Emma Raducanu brought her hands to her head in disbelief, then crouched on the ground to enjoy the moment as the evening light faded on court 12 at the All England Club.
The hype around the prospects for British tennis is never hard to come by, but in Raducanu’s case it is certainly justified. It wasn’t just the fact that she beat Marketa Vondrousova on Thursday night – a player ranked 296 places above her – on her Grand Slam debut, but the way to do it – cool, collected and completed with the assurance of a seasoned professional.
18-year-old Raducanu has long been touted as the next big thing in British tennis, but it looked like when she really arrived. Yet while other young people have been celebrated in the past, his journey up to this point has been far from typical.
Raducanu actually had her choice of four different nations to represent: She was born in Toronto to a Romanian father and a Chinese mother, before the family moved to London when she was two years old.
She started tennis at the age of five and her potential was spotted early on by the LTA, who supported her through the Pro Scholarship Program, which helps young British players who are likely to reach the top. 100 in five years.
Her parents, who both work in finance, were keen to keep her well balanced and her hobbies included karting and motocross, and she remained dedicated to her studies alongside tennis.
She successfully juggled her GCSEs while turning pro in 2018, scoring top marks while winning her first three ITF titles and making her debut for the British Fed Cup squad last year.
Just last month, she completed her A Levels in math and economics while preparing for Wimbledon, and hadn’t played a professional tournament since March 2020 before this week.
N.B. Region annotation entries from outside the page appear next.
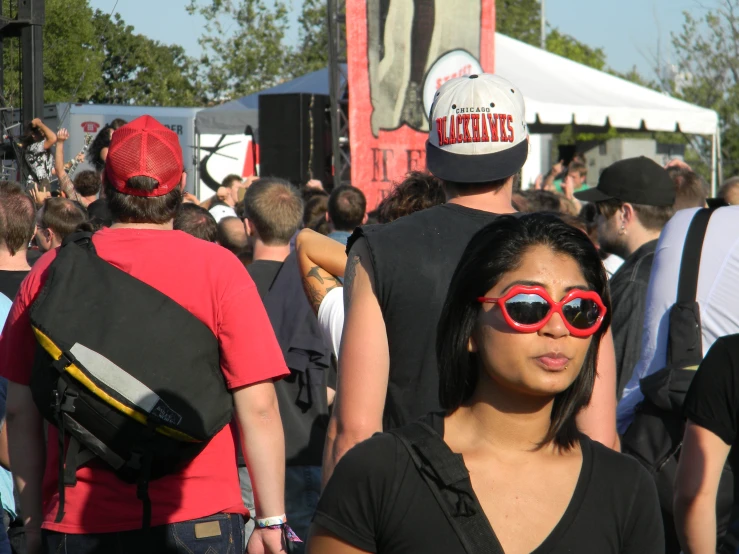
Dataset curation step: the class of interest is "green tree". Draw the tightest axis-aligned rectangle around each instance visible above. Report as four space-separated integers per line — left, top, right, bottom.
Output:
288 0 329 78
495 0 541 46
3 0 103 106
547 29 606 70
668 0 739 176
89 10 203 106
187 0 292 101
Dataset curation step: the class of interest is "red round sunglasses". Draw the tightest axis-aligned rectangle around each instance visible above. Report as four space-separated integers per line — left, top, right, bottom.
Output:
477 285 606 337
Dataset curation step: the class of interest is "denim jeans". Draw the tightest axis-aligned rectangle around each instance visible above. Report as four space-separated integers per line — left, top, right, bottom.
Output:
239 466 321 554
285 466 321 554
42 514 246 554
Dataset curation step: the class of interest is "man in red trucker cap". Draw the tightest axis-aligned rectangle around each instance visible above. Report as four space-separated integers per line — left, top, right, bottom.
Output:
0 116 289 554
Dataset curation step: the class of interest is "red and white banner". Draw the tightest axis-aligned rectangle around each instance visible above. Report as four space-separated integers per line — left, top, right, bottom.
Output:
346 0 495 209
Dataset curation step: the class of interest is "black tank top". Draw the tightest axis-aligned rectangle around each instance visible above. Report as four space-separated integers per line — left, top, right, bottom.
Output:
347 204 497 430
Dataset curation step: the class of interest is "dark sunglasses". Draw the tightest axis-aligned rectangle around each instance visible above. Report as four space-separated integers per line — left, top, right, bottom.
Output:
477 285 606 337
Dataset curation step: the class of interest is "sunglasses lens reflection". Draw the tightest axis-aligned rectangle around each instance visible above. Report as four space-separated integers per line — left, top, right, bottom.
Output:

âI have to be the best, do my best,â Raducanu said of his parents’ expectations in an interview with Telegraph Sport last year. âThey both come from very academic families and some pretty tough countries growing up – my dad in Romania and my mom in China – so they probably have a lot of that left. They were both communist countries, so education was sort of their only option. They want me to have options, they think my education is very important for my future.
Focusing on her studies this year at Newstead Wood, a girls’ high school in Orpington, Kent, was the kind of normalcy her parents were keen to foster in their efforts to keep her out of the limelight. But it will now be almost impossible, after his already sensational fortnight at these Championships.
Her world ranking of 338 is expected to skyrocket after that third round race, and with her victory on Thursday she has earned Â£ 115,000 – almost four times her career earnings to date. One of six Britons to receive a wildcard for the singles draw, Raducanu has shown a poise none of his compatriots could show this week and is the only one to advance to the third round.
She will play again on Saturday against Romania’s Sorana Cirstea, where she will undoubtedly be represented on the show court, and Raducanu will have more eyes on her than ever. New fans can expect to see a big game, with a powerful serve, as well as an aggressive ball hitting from the back of the field.
Those who have watched Raducanu for years know his strength. She’s been impressing British tennis mainstays like Heather Watson since she was just 16, and Watson has described being left speechless by the youngster lifting 200kg hip thrusts in the gym in 2018. âMost of the time. guys can’t do that, “Watson said Sport Telegraph Last year.
It is this well-honed athleticism, despite his younger years, that gives him a chance to compete with players far above his rankings, as well as what Britain’s Billie Jean King Cup captain Anne Keothavong describes as its âincredibly competitiveâ dynamism.
It helped her come back from a 3-0 deficit in the second set on Thursday, and may well mark her an even more memorable victory this Saturday to reach week two at Wimbledon – a result she says she would exchange for any A * note.